La participation des forces de l’ordre
L’intervention militaire dans un mouvement peut signifier deux choses : soit pour établir la paix entre deux entités ou groupes opposés qui sont en contradiction, soit pour exercer la répression au cas où elles sont déjà l’adversaire qui lutte contre son adversaire. La situation présente : les contradictions s’établissent entre le gouvernement et la population. Le premier a envoyé les militaires pour stopper la grève.
Ce n’est pas par hasard que les militaires sont intervenus dans cette contestation, mais le régime fédéral des Comores sous la direction du président Mohamed Taki, a ordonné aux militaires de réprimer catégoriquement les manifestants.
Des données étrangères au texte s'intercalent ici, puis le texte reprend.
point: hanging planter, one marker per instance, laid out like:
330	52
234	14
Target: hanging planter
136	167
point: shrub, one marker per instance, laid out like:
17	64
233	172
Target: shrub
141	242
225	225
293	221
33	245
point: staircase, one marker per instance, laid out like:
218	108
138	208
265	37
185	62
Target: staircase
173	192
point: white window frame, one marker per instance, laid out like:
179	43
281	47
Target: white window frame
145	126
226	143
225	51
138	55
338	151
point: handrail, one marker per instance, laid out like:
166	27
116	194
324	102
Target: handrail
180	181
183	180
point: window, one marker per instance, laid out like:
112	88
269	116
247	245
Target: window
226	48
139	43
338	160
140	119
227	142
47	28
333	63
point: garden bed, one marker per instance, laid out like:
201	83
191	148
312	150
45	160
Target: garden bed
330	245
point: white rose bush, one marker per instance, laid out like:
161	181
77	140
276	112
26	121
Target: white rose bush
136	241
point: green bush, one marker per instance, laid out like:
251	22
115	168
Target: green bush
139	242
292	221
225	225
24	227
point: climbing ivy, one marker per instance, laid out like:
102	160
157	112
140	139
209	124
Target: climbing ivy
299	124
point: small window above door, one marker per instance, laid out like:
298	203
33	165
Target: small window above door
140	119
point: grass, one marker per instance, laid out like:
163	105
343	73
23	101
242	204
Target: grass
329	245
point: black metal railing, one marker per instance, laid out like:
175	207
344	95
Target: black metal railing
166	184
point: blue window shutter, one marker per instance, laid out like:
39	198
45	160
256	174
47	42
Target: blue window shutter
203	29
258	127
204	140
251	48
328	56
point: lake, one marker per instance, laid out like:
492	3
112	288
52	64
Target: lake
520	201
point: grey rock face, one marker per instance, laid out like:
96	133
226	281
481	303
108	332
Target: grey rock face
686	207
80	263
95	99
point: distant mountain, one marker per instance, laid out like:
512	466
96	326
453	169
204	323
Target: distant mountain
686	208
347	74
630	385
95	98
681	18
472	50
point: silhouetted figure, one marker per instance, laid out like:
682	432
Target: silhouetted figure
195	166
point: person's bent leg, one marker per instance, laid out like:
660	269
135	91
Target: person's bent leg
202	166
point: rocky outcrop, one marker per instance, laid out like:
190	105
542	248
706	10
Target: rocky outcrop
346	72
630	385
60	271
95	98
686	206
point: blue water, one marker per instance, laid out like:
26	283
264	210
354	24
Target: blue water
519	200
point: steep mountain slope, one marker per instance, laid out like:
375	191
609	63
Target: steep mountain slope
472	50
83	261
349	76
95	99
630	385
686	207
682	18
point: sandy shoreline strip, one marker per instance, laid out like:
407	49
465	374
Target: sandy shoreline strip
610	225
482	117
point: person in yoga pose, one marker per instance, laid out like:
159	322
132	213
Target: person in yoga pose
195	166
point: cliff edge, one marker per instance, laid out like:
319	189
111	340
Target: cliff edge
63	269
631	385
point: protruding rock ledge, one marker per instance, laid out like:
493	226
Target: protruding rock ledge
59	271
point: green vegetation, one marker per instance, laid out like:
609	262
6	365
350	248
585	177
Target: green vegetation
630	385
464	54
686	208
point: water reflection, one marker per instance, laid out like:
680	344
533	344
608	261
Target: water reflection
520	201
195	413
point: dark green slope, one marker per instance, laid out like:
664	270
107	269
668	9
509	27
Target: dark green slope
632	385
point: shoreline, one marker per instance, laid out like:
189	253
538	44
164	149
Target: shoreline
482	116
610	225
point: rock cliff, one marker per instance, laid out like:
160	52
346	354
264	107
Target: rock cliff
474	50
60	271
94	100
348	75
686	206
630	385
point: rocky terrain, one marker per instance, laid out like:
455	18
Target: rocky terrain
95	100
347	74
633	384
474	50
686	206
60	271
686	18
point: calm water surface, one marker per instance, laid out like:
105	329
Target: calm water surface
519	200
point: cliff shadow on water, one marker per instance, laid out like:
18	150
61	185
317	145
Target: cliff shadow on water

Deux dates, à savoir le 18 février et le 14 mars 1997, constituent les faits les plus marquants des prémices des mécontentements anjouanais.
Cependant, selon le Président et son gouvernement, le seul moyen possible de mater les revendications des enseignants et des élèves est de recourir à la violence. Pour empêcher cette population de ne pas aussi dire du mal du gouvernement, ils ont vite envoyé, le 18 février 1997, des militaires pour réprimer le mouvement de grève illimité. A cette période, des affrontements violents entre jeunes, syndicalistes et les forces de l’ordre (police, gendarmerie, etc.) ont eu lieu à Anjouan. Le bilan était de un mort du côté des élèves, des blessés dont quatre sont gravement blessés et plusieurs personnes arrêtées.
Au lendemain de ces affrontements, les manifestants, surtout les jeunes élèves ont barricadé les routes de Mutsumudu. Cette dernière est devenue incontrôlable.
Le devenir politique du Mouvement
Au lendemain de la répression militaire à Anjouan, plus précisément au mois de mai 1997, le Mouvement Social réclamant la réouverture des écoles et de meilleures conditions de vie a pris une tournure politique. Les séparatistes se réfèrent à Mawana61 en hissant un drapeau rouge de cinq doigts le 10 mai 1997. En outre, l’implication des politiciens dans le mouvement montre déjà la tournure politique.
Il convient aussi de rappeler que le mouvement séparatiste avait trois appellations : Organisation pour l’Indépendance d’Anjouan (OPIA), Mouvement Populaire Anjouanais (MPA), Mouvement Séparatiste Anjouanais (MSA). Ces appellations avaient comme objectif principal la séparation d’Anjouan vis-à-vis de la capitale fédérale de Moroni.
Ce mouvement dénommé « MAWANA » est présidé par le commandant Ahmed Mohamed Hazi, ancien gouverneur de l’île et ancien chef de l’état-major des forces armées comoriennes sous le régime d’Ahmed Abdallah. D’autres chefs du mouvement séparatiste comme Chamasse Saïd Omar, Ahmed Charkane, Abdallah Ibrahim, ont tous joué un rôle d’avant-garde en manipulant la population anjouanaise et détournant le puissant mouvement social de 1997. Ces leaders font croire à la population que la grève est de la fantaisie et qu’ils détiennent la vérité absolue. Ils avancent l’idée que la solution aux problèmes des Anjouanais est de se détacher de l’Etat comorien pour que la population anjouanaise puisse vivre dans le « Rehemani ».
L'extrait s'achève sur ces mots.